My family and I spent a year in Price, Utah while I was teaching at the College of Eastern Utah. One of the amazing things about living in that area were the fossils. The coal mines were full of massive dinosaur footprints and I would drool every time I saw one. I was never able to obtain a dinosaur footprint, but I was recently able to buy some Eocene fossil bird tracks from the Soldier Summit area.
I just love running my fingers over the tracks and knowing that millions of years ago a bird walked along a beach and made those tracks. I’m sure that the bird had no idea that the tracks it was making would last, yet here they are sitting on my shelf.
It reminds me of an experience I had as a missionary in Brownsville, Texas. My trainer, Elder Davis, was an amazing missionary. I was constantly amazed at how easy it was for him to talk to people and how clearly he explained the gospel. I modeled everything I did after him. One afternoon we were walking down a dirt road and he was a few steps ahead of me. I looked down and saw the footprints he was leaving in the dust behind him. It was a long walk (on a very hot day) and I began to think about the effect his example was having on me as a missionary. He was a humble guy and probably would have been embarrassed if I told him how much I admired him, yet without knowing it he was leaving a trail of footprints (both tangible and intangible) for me to follow.

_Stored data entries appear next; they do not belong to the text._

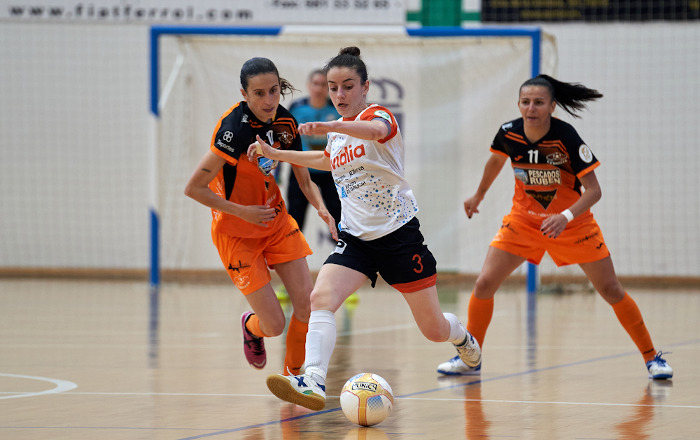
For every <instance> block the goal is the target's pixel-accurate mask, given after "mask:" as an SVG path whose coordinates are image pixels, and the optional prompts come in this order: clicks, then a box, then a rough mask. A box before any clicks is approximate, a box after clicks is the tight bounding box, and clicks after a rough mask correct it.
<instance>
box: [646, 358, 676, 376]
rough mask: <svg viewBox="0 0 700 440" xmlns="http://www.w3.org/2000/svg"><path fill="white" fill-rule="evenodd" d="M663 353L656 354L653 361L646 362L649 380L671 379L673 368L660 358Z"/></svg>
mask: <svg viewBox="0 0 700 440" xmlns="http://www.w3.org/2000/svg"><path fill="white" fill-rule="evenodd" d="M662 354H663V353H662V352H658V353H656V356H654V359H652V360H650V361H649V362H647V370H649V379H670V378H672V377H673V368H671V366H670V365H669V364H668V362H666V361H665V360H664V359H663V358H662V357H661V355H662Z"/></svg>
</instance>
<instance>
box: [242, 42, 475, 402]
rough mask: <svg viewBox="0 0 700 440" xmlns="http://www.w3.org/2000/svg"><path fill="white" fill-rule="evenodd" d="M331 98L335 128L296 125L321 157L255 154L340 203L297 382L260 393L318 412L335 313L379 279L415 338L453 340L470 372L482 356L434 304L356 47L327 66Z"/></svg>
mask: <svg viewBox="0 0 700 440" xmlns="http://www.w3.org/2000/svg"><path fill="white" fill-rule="evenodd" d="M324 70H325V71H326V73H327V80H328V88H329V92H330V97H331V100H332V101H333V105H335V108H336V110H337V111H338V113H339V114H340V115H341V118H340V119H338V120H337V121H330V122H309V123H305V124H301V125H300V126H299V132H300V133H301V134H305V135H327V136H328V144H327V145H326V149H325V151H295V152H292V151H281V150H276V149H273V148H271V147H270V146H269V145H267V144H266V143H265V142H264V141H263V139H261V138H260V137H258V138H257V144H259V145H255V144H253V145H251V147H250V148H249V150H248V154H249V156H250V157H251V158H255V156H256V154H260V153H262V155H263V156H265V157H269V158H271V159H275V160H282V161H286V162H290V163H293V164H296V165H301V166H306V167H312V168H316V169H320V170H330V171H331V172H332V174H333V179H334V180H335V184H336V187H337V189H338V195H339V196H340V201H341V207H342V209H341V216H340V218H341V219H340V225H339V229H340V233H339V234H338V238H339V241H338V246H337V247H336V248H335V250H334V251H333V253H332V254H331V255H330V256H329V257H328V259H327V260H326V262H325V263H324V265H323V267H322V268H321V270H320V272H319V274H318V278H317V280H316V285H315V286H314V289H313V291H312V292H311V317H310V319H309V332H308V333H307V336H306V370H305V373H304V375H300V376H292V375H290V376H283V375H280V374H277V375H272V376H269V377H268V378H267V386H268V388H269V389H270V391H272V393H273V394H275V395H276V396H277V397H279V398H280V399H282V400H286V401H288V402H292V403H295V404H297V405H301V406H304V407H306V408H309V409H313V410H320V409H323V407H324V406H325V400H326V393H325V381H326V375H327V374H328V364H329V363H330V358H331V354H332V353H333V349H334V347H335V339H336V324H335V311H336V310H338V308H339V307H340V305H341V304H342V303H343V301H344V300H345V299H346V298H347V297H348V296H349V295H350V294H351V293H353V292H354V291H356V290H357V289H359V288H360V287H361V286H362V285H363V284H364V283H365V282H366V281H367V279H370V280H371V281H372V286H374V284H375V282H376V280H377V274H379V275H381V276H382V278H383V279H384V280H385V281H386V282H387V283H389V284H390V285H391V286H392V287H394V288H395V289H396V290H398V291H399V292H401V293H402V294H403V296H404V298H405V299H406V302H407V303H408V305H409V307H410V308H411V311H412V313H413V317H414V319H415V321H416V323H417V324H418V327H419V328H420V330H421V332H422V333H423V335H424V336H425V337H426V338H428V339H429V340H431V341H435V342H445V341H449V342H452V343H453V344H454V345H455V347H456V348H457V352H458V353H459V355H460V358H461V359H462V360H463V361H464V362H465V363H467V364H469V365H478V363H479V362H480V360H481V350H480V349H479V346H478V344H477V342H476V340H475V339H474V338H473V337H472V336H471V335H470V334H469V333H468V332H467V330H466V328H465V327H464V326H463V325H462V324H461V323H460V322H459V320H458V319H457V317H456V316H455V315H453V314H451V313H444V314H443V313H442V311H441V309H440V304H439V302H438V297H437V288H436V285H435V284H436V263H435V258H433V255H432V254H431V253H430V251H429V250H428V248H427V246H426V245H425V244H423V235H422V234H421V232H420V229H419V223H418V219H417V218H416V217H415V215H416V213H417V212H418V204H417V203H416V199H415V197H414V196H413V192H412V190H411V187H410V186H409V184H408V182H407V181H406V179H404V177H403V174H404V173H403V162H404V146H403V141H402V139H401V132H400V131H399V127H398V125H397V123H396V119H395V118H394V116H393V115H392V114H391V112H390V111H389V110H387V109H386V108H384V107H382V106H380V105H377V104H367V101H366V97H367V92H368V91H369V81H368V80H367V68H366V66H365V64H364V62H363V61H362V59H361V58H360V49H358V48H357V47H347V48H344V49H341V51H340V53H339V54H338V55H337V56H336V57H335V58H333V59H331V61H329V62H328V64H327V65H326V67H325V69H324Z"/></svg>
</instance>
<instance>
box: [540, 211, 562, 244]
mask: <svg viewBox="0 0 700 440" xmlns="http://www.w3.org/2000/svg"><path fill="white" fill-rule="evenodd" d="M568 223H569V221H568V220H567V219H566V217H564V214H557V215H552V216H550V217H547V218H546V219H544V221H543V222H542V225H541V226H540V231H541V232H542V235H544V236H545V237H549V238H557V237H558V236H559V235H560V234H561V233H562V232H564V229H566V225H567V224H568Z"/></svg>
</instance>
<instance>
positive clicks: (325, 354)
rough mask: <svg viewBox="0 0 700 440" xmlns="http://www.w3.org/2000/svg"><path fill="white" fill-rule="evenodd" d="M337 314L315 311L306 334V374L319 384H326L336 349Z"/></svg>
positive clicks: (312, 316)
mask: <svg viewBox="0 0 700 440" xmlns="http://www.w3.org/2000/svg"><path fill="white" fill-rule="evenodd" d="M335 338H336V328H335V313H333V312H331V311H329V310H314V311H312V312H311V316H310V318H309V331H308V333H306V370H305V372H306V373H309V374H311V375H312V377H313V378H314V380H315V381H316V382H318V383H321V384H325V382H326V376H327V375H328V364H329V363H330V362H331V355H332V354H333V349H335Z"/></svg>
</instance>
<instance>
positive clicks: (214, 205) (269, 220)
mask: <svg viewBox="0 0 700 440" xmlns="http://www.w3.org/2000/svg"><path fill="white" fill-rule="evenodd" d="M241 159H242V160H246V158H245V157H241ZM225 163H226V161H225V160H224V159H223V158H221V157H219V156H217V155H216V154H214V153H212V152H211V151H207V153H206V154H205V155H204V157H203V158H202V160H201V161H200V162H199V165H197V168H196V169H195V170H194V172H193V173H192V176H191V177H190V180H189V181H188V182H187V185H186V186H185V195H186V196H187V197H190V198H192V199H194V200H196V201H197V202H199V203H201V204H202V205H204V206H208V207H210V208H213V209H216V210H218V211H221V212H225V213H226V214H231V215H235V216H237V217H240V218H242V219H243V220H245V221H248V222H250V223H253V224H256V225H259V226H266V224H267V223H268V222H270V221H272V220H273V219H274V218H275V215H277V214H276V213H275V209H274V208H271V207H269V206H264V205H250V206H246V205H240V204H238V203H233V202H231V201H229V200H226V199H224V198H223V197H219V196H218V195H217V194H215V193H214V191H212V190H211V189H210V188H209V182H211V181H212V180H214V177H216V175H217V174H218V173H219V171H221V168H223V166H224V164H225Z"/></svg>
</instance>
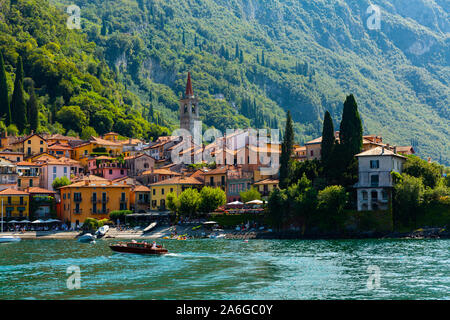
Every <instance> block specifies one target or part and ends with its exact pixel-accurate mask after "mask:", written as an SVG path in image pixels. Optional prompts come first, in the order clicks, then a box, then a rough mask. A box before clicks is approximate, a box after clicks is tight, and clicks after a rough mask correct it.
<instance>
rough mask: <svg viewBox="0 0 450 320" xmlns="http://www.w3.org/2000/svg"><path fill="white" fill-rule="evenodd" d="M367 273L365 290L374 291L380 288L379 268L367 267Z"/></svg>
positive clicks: (379, 267) (380, 277)
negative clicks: (366, 281) (370, 290)
mask: <svg viewBox="0 0 450 320" xmlns="http://www.w3.org/2000/svg"><path fill="white" fill-rule="evenodd" d="M367 273H368V274H369V278H368V279H367V289H369V290H374V289H379V288H380V279H381V276H380V267H378V266H368V267H367Z"/></svg>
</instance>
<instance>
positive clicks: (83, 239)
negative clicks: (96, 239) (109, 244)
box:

At one point I stopped for some reason and glanced behind me. At that moment I realized that I was also leaving tracks in the dust for those that came after me. We are often cognizant of the examples of others, but I don’t think we fully comprehend the impact of our own examples. It’s important to stop and think about our own footprints and where they will lead those that follow us because those tracks will last for generations.